Creel, the group’s quiet, eccentric genius, was born in Hereford, Texas, where his dad was a welder on a ranch. When his father became a missionary, Creel spent four years as a grade schooler living in Mexico, including a year in a village without running water or electricity. Around the same time, he was given a Casio keyboard and also started to play accordion in Mexico. For the sixth grade, his family moved to Dallas and he began French horn. While playing in the high school marching band, which performed annually at the Cotton Bowl, he took up the guitar. “Worm and I would go to the band hall and play Rage Against The Machine songs,” he recalls.

The easy-going Middleton says he’s inspired just playing with Creel. Though born in Salt Lake City, Middleton’s family--dad computer programmer, mom nurse--moved to Dallas when he was a baby. His musical desires blossomed after he heard Metallica’s eponymous black album, which prompted him to play guitar. Coincidentally and sadly, that band had suffered a fatal bus crash and Middleton would experience a similar personal tragedy after joining Edgewater when his girlfriend died in a 2000 car wreck: “I was bad off for awhile; I even stopped playing. But this band embraced me and supported me and became family. We’ve been through some shit together, but we’ve stayed together.”

Rees hails from Quincy, Illinois, born two blocks from the Mississippi River. His truck driver father moved the family to Dallas when he was five years old. After growing up listening to country music, his life changed when he heard Guns N’ Roses’ “Welcome To The Jungle.” Still, he wasn’t sure what instrument he would play, though drummers always got his attention: “There are bad-ass guitar players, but I always loved hitting things and making noise.” Then came Motley Crue’s Tommy Lee. “Him playing the drums while upside down did it,” he says. “The drummer didn’t have to just sit in back. You could put on a show and kick ass.” Pantera drummer Vinnie Paul was another inspiration, with Rees even writing a high school paper about him. Years later, Dallas native Paul would come to Edgewater shows and become a fan and supporter.

Missouri-born, North Carolina-raised Wolking, whose dad was long in the Army, made his musical reputation before arriving in Dallas. A stint in Los Angeles included recording for the cutting edge instrumental label Shrapnel. He later joined The Nixons, which moved him to Dallas several years ago. Hyperactive, funny, and yet savvy, Wolking quickly became one of the most admired players on the local scene.
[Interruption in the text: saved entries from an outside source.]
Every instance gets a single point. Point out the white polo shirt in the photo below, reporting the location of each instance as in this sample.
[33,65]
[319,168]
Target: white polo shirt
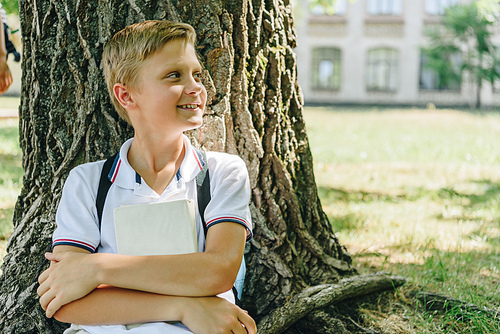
[76,217]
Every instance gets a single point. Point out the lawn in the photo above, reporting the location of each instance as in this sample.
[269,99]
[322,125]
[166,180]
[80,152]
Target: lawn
[411,191]
[417,193]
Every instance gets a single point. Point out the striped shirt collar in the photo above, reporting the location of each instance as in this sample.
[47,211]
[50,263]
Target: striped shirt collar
[123,175]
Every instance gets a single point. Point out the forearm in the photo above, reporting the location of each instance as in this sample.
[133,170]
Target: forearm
[109,306]
[198,274]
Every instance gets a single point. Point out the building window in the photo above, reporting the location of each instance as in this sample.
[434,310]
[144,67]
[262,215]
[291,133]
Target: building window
[382,69]
[326,68]
[443,74]
[339,8]
[384,7]
[437,7]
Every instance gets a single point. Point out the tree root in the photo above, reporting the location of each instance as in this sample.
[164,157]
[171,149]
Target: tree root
[317,297]
[434,301]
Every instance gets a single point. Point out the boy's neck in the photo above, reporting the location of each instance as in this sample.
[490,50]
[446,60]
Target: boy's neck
[156,159]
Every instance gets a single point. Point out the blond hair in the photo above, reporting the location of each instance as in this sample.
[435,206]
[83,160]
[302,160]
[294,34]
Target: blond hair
[125,53]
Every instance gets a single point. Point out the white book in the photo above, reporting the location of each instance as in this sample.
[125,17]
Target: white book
[166,228]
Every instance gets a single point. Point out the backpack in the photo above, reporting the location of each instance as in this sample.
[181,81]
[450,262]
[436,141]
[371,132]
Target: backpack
[203,196]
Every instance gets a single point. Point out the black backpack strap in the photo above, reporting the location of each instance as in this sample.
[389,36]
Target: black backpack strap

Says Rees: “Ricky’s been on the other side of the wall--he’s been signed and dropped, gone through the tour bus breaking down episodes. It’s helped us to have him here.” Wolking repays the compliment. “Even before I joined, Edgewater was something special because the band was willing to try new things. I bring something different too--dysfunctional funk and weird music. We’re not afraid to be different.”

From crazy time signatures and aggressive vocals on top of rock melodies, from thinking outside the box and searching for notes that are more than simply straightforward to lyrics that pack more than a punch, Edgewater is indeed different.

“We’re just trying to find that something new we can be proud of,” says Moseman. “We are not robots--and rock is not dead.”